Question

A non-conducting ring of radius $R$ having uniformly distributed charge $Q$ starts rotating about $x-x'$ axis passing through diameter with an angular acceleration $\alpha $ , as shown in the figure. Another small conducting ring having radius $a$ $\left(a \ll R\right)$ is kept fixed at the centre of bigger ring is such a way that axis $xx'$ is passing through its centre and perpendicular to its plane. If the resistance of small ring is $r=1 \, \Omega ,$ find the induced current in it in $ampere$ .

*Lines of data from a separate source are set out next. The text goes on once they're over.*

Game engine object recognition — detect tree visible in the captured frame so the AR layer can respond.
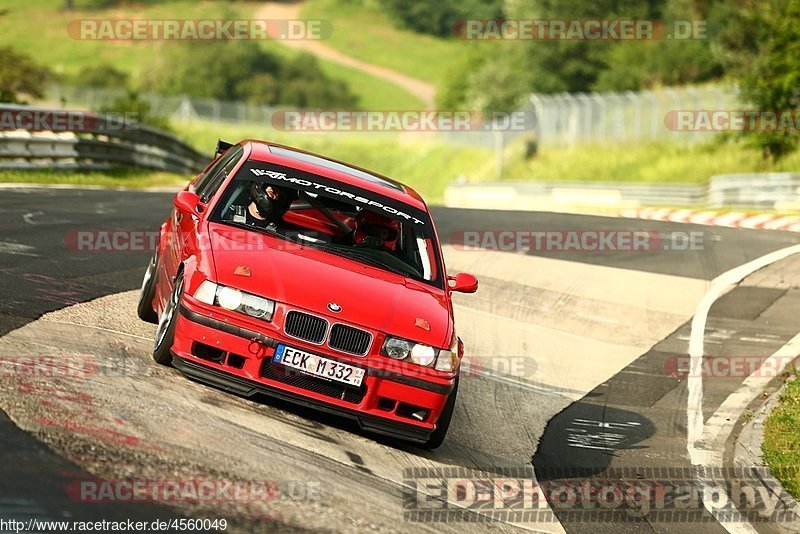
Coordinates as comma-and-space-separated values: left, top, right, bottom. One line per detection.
0, 47, 50, 104
152, 41, 358, 109
99, 90, 172, 132
75, 64, 130, 89
710, 0, 800, 159
379, 0, 504, 37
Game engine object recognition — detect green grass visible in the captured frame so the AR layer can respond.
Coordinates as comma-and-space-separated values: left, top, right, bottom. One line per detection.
0, 168, 188, 189
763, 379, 800, 498
0, 0, 423, 110
498, 136, 800, 183
300, 0, 466, 88
306, 52, 424, 110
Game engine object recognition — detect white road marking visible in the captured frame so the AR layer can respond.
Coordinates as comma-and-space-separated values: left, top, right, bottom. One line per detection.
738, 334, 783, 344
22, 211, 43, 225
575, 312, 621, 325
700, 332, 800, 446
686, 243, 800, 533
565, 419, 641, 451
0, 241, 38, 257
22, 210, 71, 226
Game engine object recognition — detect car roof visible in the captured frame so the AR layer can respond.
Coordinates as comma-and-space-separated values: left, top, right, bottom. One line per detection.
242, 140, 428, 210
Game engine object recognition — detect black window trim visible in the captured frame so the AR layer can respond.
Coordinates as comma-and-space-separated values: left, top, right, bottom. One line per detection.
195, 145, 244, 202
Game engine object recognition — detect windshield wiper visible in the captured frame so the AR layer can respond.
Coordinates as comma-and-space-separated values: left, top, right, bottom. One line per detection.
323, 245, 420, 278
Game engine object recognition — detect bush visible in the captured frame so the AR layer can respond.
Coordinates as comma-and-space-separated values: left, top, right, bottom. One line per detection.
99, 90, 172, 132
379, 0, 504, 37
152, 41, 358, 108
0, 46, 50, 104
278, 54, 358, 109
74, 64, 130, 89
594, 40, 723, 92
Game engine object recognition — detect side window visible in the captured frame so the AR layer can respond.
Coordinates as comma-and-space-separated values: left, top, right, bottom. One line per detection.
195, 146, 243, 201
203, 146, 243, 201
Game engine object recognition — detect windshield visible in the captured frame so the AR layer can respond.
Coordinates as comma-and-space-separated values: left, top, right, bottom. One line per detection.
210, 159, 443, 288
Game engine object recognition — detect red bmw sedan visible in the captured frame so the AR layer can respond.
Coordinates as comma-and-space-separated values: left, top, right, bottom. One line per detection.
138, 140, 478, 448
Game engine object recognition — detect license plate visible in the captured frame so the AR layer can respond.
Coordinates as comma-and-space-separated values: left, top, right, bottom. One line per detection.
273, 345, 365, 387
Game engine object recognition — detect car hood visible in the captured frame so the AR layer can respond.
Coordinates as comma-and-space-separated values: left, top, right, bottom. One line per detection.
206, 223, 451, 347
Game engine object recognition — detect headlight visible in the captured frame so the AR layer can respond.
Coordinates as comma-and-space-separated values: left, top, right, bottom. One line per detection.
193, 282, 275, 321
382, 335, 460, 371
383, 337, 414, 360
240, 293, 274, 319
410, 344, 437, 366
381, 336, 437, 367
217, 286, 243, 310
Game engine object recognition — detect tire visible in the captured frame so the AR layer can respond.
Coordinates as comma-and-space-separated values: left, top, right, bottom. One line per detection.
152, 272, 183, 366
137, 251, 159, 324
421, 377, 459, 449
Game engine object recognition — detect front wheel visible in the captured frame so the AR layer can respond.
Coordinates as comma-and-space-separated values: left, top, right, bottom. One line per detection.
137, 251, 159, 324
421, 377, 459, 449
152, 272, 183, 366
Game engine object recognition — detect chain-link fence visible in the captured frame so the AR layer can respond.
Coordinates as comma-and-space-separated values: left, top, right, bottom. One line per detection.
45, 85, 508, 149
529, 86, 740, 146
45, 84, 740, 150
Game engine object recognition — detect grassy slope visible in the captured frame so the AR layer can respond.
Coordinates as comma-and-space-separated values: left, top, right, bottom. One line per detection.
763, 379, 800, 498
299, 0, 465, 89
501, 137, 800, 184
0, 0, 423, 110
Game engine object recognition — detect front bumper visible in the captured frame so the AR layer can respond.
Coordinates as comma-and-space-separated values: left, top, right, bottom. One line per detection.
171, 299, 455, 443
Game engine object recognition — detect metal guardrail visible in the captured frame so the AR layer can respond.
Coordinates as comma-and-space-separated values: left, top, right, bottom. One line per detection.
445, 173, 800, 211
708, 173, 800, 208
0, 104, 209, 174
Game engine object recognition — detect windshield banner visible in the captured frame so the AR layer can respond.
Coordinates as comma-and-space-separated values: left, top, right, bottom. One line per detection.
239, 160, 430, 228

(Given $q=\frac{16 \times 1 0^{2}}{\mu _{0}} \, C,$ $R=1 \, m, \, a \, = \, 0.1 \, m$ , $\alpha =8 \, rad \, s^{- 2}$ )

Answer 1

$dq=\frac{q}{2 \pi R}.Rd\theta =\frac{q}{2 \pi }.d\theta $
$di=\frac{d q}{T}=\frac{q d \theta \omega }{2 \pi 2 \pi }$
$di=\frac{q \omega }{4 \pi ^{2}}.d\theta $
The magnetic field at O due to elementary ring is
$d B=\frac{\mu_{0} d i(R \sin \theta)^{2}}{2 R^{3}}$
$\displaystyle \int d B=\displaystyle \int _{0}^{\pi } \frac{\left(\mu \right)_{0} \left(sin\right)^{2} \theta }{2 R} \left(\frac{q \omega }{4 \left(\pi \right)^{2}}\right) d \theta $
$B=\frac{\mu _{0} q \omega }{16 \pi R}$
The flux of the magnetic field through the small ring
$\phi=B\pi a^{2}$
$\phi=\pi a^{2}.\frac{\mu _{0} q \omega }{16 \pi R}$
$\phi=\frac{\mu _{0} q \omega a^{2}}{16 R}$
$\left|\right.\epsilon \left|\right.=\left|\frac{d \phi}{d t}\right|$
$\left|\right.\epsilon \left|\right.=\frac{\mu _{0} q a^{2}}{16 R}\alpha $ .
$=8volt$
$i=\frac{8}{1}=8A$ .